Wednesday, September 24, 2008

The Impossibility of Halting Philosophical Inquiry

[This post was largely inspired by a hypothetical scenario and ensuing discussion at Philosophy, et cetera.]

Suppose that we have a magic device--a little black box with a screen and keyboard--which supplies us with true answers to every philosophical question we can possibly pose to it.

We can ask, e.g., "What is the true nature of the mind-body relation?" And the box might tell us, "Functionalism," (or whatever the "correct" answer is). Hurrah! In one fell swoop, we have settled a major dispute in the philosophy of mind. So, we proceed through the various fields: "Which understanding of ethics is correct?"; "What is the nature of ultimate reality?"; "What is the nature of knowledge?"; "Does God exist?". Ping! Ping! Ping! Perfectly formulated and accurate answers to each question spew out from the box. Academics everywhere can both rejoice that their long, bloody dialectical battles are over, but also mourn that now they're out of a job. Their passion--speculating about and debating abstruse philosophical topics--has lost its point, since there remains nothing further to be said.

Or does there?

The sagacious box in of itself would generate a slew of new philosophical questions to replace the old ones. In fact, it might not be adequate to answer even those traditional questions at all! Witness the following.

If there really existed such an oracular apparatus, before we even begin to think about taking it seriously, I would want to know one thing (and I think this is a very reasonable request): how can we trust the veracity of its answers in the first place? Now, this being a philosophical question, we could pose said question to the little black box itself in the hopes of receiving a satisfactory answer. But this presents a circularity problem, for no matter how the box answers, we would have no a priori reason to trust the accuracy of its answers (here a priori means less the traditional "knowable independent of experience," and more "given prior to the examination/subject at hand"). The box obviously cannot tell us, "My answers are true by virtue of their being outputted by a box that always outputs true answers." For indeed, now we are inclined to respond, "But how do we know you are one of those boxes? My dear black box, that is begging the question, plain and simple. You'll have to do better than that." In short, to answer this epistemological question, the box cannot appeal to its own authority as an infallible agent, for to do so would be circular.

In order to escape this trap, the box could try to appeal to an external, time-honored authority: reasoned arguments. Perhaps it could supply us with an airtight, incontrovertible argument to the effect that its answers are always correct. Indeed, perhaps all its answers might take this form of undeniably true premises leading irrefutably to a conclusion that no rational being could reject.

However, two things. First, is it really possible for there to be such irrefutable arguments?
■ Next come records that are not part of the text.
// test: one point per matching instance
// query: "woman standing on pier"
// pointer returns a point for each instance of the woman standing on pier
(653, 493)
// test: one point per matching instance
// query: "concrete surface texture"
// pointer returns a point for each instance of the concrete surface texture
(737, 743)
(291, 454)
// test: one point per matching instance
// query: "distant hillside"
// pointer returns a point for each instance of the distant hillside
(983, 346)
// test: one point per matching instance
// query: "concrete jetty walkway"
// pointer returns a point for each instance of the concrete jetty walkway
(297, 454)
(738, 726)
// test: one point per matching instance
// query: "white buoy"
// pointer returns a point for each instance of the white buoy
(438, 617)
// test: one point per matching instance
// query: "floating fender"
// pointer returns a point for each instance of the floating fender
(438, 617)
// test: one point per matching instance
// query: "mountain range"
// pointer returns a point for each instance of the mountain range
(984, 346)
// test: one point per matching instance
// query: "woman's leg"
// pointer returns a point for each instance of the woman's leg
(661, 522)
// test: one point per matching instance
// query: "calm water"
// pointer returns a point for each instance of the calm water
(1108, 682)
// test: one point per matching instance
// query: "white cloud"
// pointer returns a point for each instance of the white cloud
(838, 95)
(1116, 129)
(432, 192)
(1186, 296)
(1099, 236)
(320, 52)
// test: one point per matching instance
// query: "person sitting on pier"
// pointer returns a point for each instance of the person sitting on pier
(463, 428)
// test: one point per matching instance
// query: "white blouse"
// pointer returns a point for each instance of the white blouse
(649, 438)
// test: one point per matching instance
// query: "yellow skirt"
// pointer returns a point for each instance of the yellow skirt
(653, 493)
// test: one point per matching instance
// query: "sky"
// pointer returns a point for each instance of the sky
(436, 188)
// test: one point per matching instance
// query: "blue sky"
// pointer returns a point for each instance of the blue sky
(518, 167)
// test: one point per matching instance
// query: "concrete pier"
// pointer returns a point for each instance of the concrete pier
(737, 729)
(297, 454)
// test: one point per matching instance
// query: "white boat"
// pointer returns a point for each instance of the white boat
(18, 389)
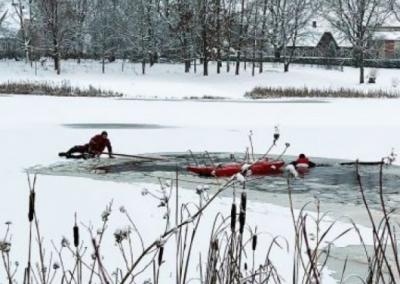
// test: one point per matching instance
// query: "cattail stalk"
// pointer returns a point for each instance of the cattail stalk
(233, 217)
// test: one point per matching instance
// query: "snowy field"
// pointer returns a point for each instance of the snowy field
(33, 132)
(176, 84)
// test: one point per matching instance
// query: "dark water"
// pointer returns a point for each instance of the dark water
(332, 183)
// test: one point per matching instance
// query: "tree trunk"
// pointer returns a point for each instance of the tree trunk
(362, 67)
(237, 63)
(143, 66)
(205, 66)
(286, 67)
(261, 50)
(240, 38)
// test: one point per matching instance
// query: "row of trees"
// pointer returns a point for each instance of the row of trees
(229, 31)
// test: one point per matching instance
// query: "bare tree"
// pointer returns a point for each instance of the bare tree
(24, 25)
(357, 20)
(3, 17)
(288, 20)
(55, 16)
(80, 12)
It seems that we can always doubt even the most basic of things, including the apparently incontestable. As Lewis Caroll pointed out in "What the Tortoise Said to Achilles," (Mind 4, No. 14 (April 1895): 278-280. Also freely available a number of places online, such as here, here, and here), nothing will force an interlocutor to accept a logical inference as valid. And we all know this, don't we? All reasoning must begin with axioms, and axioms by definition are unsupported or unjustified. So when we call something an irrefutable argument, it can only be irrefutable to some one person, or irrefutuable as considered from some one perspective (which means, starting from from a particular set of axioms and/or rules of inference). Is there such a thing as an "undeniably true premise"? Or can we reject an axiom that consists of something like, "For all A, A = A"? From what I understand, efforts have been made in the realm of dialetheism to investigate what happens if we reject such an obvious rule as the principle of non-contradiction and/or principle of excluded middle. Perhaps it is the case that there just is no such thing as an uncontroversial premise? (I realize that I am conflating premises and rules of inference a little bit in the above discussion, but the gist should be clear. I am too lazy at the moment to go back and fix things.)
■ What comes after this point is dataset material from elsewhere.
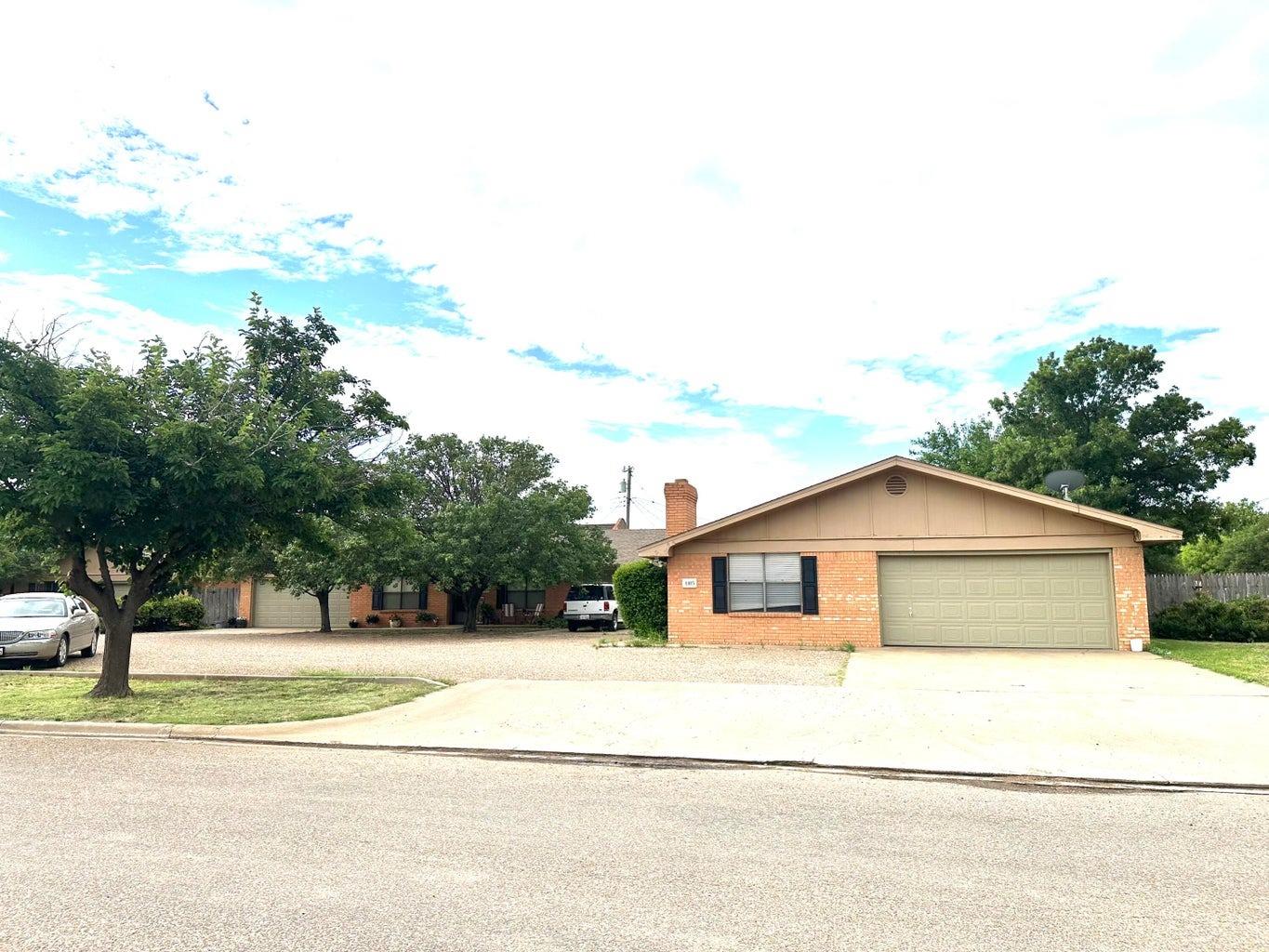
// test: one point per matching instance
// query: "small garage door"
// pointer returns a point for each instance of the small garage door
(1000, 601)
(278, 608)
Second, there might still be disagreement about understanding the logic employed by the black box. What if it spewed out proofs millions of lines long, with such convoluted chains of logic that it takes teams of experts just to have the barest idea of what is supposed to be going on, much less whether the steps are all valid or not?

To sum up, if we were unable to accept the black box's arguments at face value (and there is good reason to think that we would not be able to), we would have to resort to philosophical investigation in order to provide justification for why we should trust it in the first place. Hence, philosophical inquiry would continue, even with a magical device which, for all intents and purposes, should have ended it.


Curiously, we find ourselves in the same situation even when we replace the black box with the idea of a God.